I knew that inevitably I’d have to go to a funeral one day. Far into the future, when I was old and greying. Mature enough to grieve the loss.
I didn’t think my first funeral would be yours, four months following from your twentieth birthday.
I stood in front of everyone who’s ever meant something to you. I dropped petals over your body. I spoke words not nearly enough to encapsulate the friendship we shared. I felt the weight of the rooms grief upon my own. I spoke to your family and I finally understood you.
Your body lying behind me, dressed in white. The bandaid on your forehead, giving me a glimpse of where you cracked apart.
Now, I see your expressions in my little brother. When he cut his hair, hair the length of yours, it felt like you left me again.
I hear your voice commentating on my every day. I think, where are you right now? Can you see me?

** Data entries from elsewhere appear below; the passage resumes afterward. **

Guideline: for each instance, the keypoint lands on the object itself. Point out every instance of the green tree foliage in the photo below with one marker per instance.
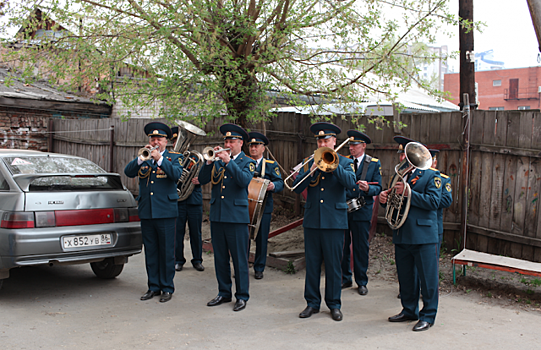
(211, 57)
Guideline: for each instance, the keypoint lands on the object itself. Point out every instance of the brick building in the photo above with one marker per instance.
(502, 89)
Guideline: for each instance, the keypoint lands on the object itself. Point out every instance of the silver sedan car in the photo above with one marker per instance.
(60, 209)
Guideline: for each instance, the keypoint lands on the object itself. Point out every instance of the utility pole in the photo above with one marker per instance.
(467, 55)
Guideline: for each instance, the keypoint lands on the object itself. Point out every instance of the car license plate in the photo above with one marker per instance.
(71, 242)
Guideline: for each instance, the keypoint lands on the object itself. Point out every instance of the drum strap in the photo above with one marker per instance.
(367, 160)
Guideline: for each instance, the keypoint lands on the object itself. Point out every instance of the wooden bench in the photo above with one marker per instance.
(495, 262)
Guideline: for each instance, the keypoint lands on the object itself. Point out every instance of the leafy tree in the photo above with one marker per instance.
(210, 57)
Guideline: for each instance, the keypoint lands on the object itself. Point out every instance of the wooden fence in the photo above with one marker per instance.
(504, 165)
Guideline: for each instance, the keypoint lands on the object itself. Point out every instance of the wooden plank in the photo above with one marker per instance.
(525, 132)
(477, 126)
(500, 132)
(536, 130)
(508, 193)
(435, 126)
(496, 198)
(485, 199)
(475, 188)
(520, 206)
(513, 129)
(532, 199)
(489, 125)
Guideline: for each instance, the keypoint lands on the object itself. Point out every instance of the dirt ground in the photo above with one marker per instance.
(501, 288)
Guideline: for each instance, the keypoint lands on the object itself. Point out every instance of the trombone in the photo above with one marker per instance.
(326, 160)
(210, 154)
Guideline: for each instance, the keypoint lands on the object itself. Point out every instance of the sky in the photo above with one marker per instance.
(509, 31)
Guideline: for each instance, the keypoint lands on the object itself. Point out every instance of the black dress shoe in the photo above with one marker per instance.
(166, 296)
(363, 290)
(309, 311)
(218, 300)
(239, 305)
(401, 318)
(347, 284)
(421, 326)
(150, 294)
(336, 314)
(198, 267)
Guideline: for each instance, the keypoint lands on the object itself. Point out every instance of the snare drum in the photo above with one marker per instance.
(355, 204)
(257, 198)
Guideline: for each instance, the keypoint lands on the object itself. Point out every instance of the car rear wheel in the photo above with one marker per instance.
(106, 269)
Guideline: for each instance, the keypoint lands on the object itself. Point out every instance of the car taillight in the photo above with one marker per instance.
(45, 219)
(133, 214)
(121, 215)
(17, 220)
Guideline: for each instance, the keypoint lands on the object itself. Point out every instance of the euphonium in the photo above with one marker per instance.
(193, 160)
(144, 152)
(398, 205)
(210, 154)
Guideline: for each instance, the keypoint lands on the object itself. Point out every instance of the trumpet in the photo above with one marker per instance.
(326, 160)
(144, 152)
(210, 154)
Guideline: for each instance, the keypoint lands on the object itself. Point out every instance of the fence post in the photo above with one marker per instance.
(50, 146)
(465, 176)
(111, 148)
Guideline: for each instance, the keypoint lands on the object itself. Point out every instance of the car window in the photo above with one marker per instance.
(61, 165)
(50, 165)
(4, 186)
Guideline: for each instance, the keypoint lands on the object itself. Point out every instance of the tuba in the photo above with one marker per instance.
(193, 160)
(417, 157)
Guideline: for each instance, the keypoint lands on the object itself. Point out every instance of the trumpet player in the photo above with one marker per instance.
(230, 176)
(325, 219)
(416, 244)
(368, 176)
(157, 206)
(190, 211)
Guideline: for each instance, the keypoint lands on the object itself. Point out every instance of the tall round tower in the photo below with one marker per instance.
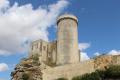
(67, 39)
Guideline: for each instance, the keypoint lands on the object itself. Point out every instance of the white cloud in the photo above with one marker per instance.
(84, 56)
(21, 23)
(83, 46)
(3, 67)
(114, 52)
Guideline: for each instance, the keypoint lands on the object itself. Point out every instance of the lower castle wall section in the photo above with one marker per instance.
(68, 71)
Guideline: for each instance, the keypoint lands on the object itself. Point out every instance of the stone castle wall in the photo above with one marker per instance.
(68, 71)
(46, 51)
(67, 40)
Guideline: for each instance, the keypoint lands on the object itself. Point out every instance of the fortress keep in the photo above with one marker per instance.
(65, 49)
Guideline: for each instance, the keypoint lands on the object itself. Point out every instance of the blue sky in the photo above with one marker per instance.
(99, 25)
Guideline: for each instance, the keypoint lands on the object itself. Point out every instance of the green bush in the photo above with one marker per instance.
(112, 72)
(25, 76)
(61, 79)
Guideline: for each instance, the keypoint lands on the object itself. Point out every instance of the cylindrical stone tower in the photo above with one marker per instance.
(67, 39)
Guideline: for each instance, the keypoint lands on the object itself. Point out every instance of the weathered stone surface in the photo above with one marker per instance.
(60, 58)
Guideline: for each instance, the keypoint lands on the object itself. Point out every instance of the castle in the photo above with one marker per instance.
(61, 58)
(65, 49)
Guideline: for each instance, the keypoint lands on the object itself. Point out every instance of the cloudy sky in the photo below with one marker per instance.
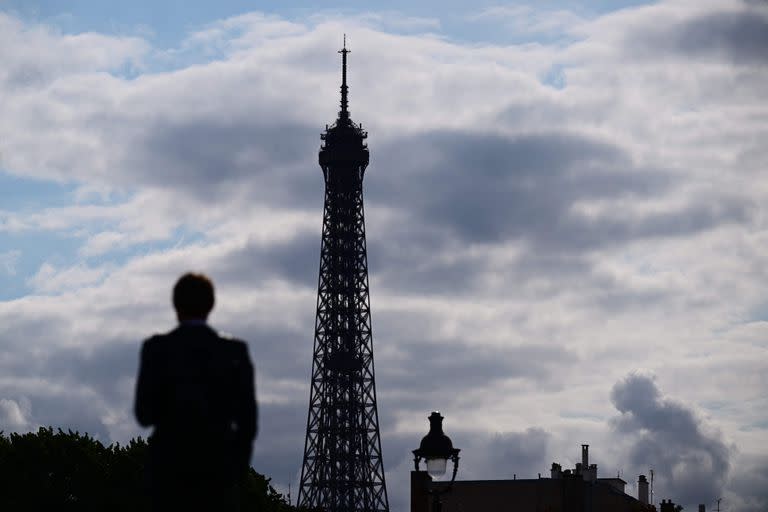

For I don’t know what I believe. I don’t know where you are, and I’ll drive myself mad trying to reach you, trying to put us back in the past, transport us back to fifteen year olds who understood each other on a telepathic level. We thought we had forever to bicker.
I will never find that in someone else. You’re gone and you took a piece of me with you.
I remember dropping to the floor, when I found out the news, unable to breathe. I called you nine times before someone took my phone away. You didn’t even have a voicemail. How selfish of you not to give me hope.
When I hit twenty myself, six months later… It felt impossible that you weren’t there.
I know you would have dressed up for my ***** Dancing party, And I wish more than anything that I got to see you dance.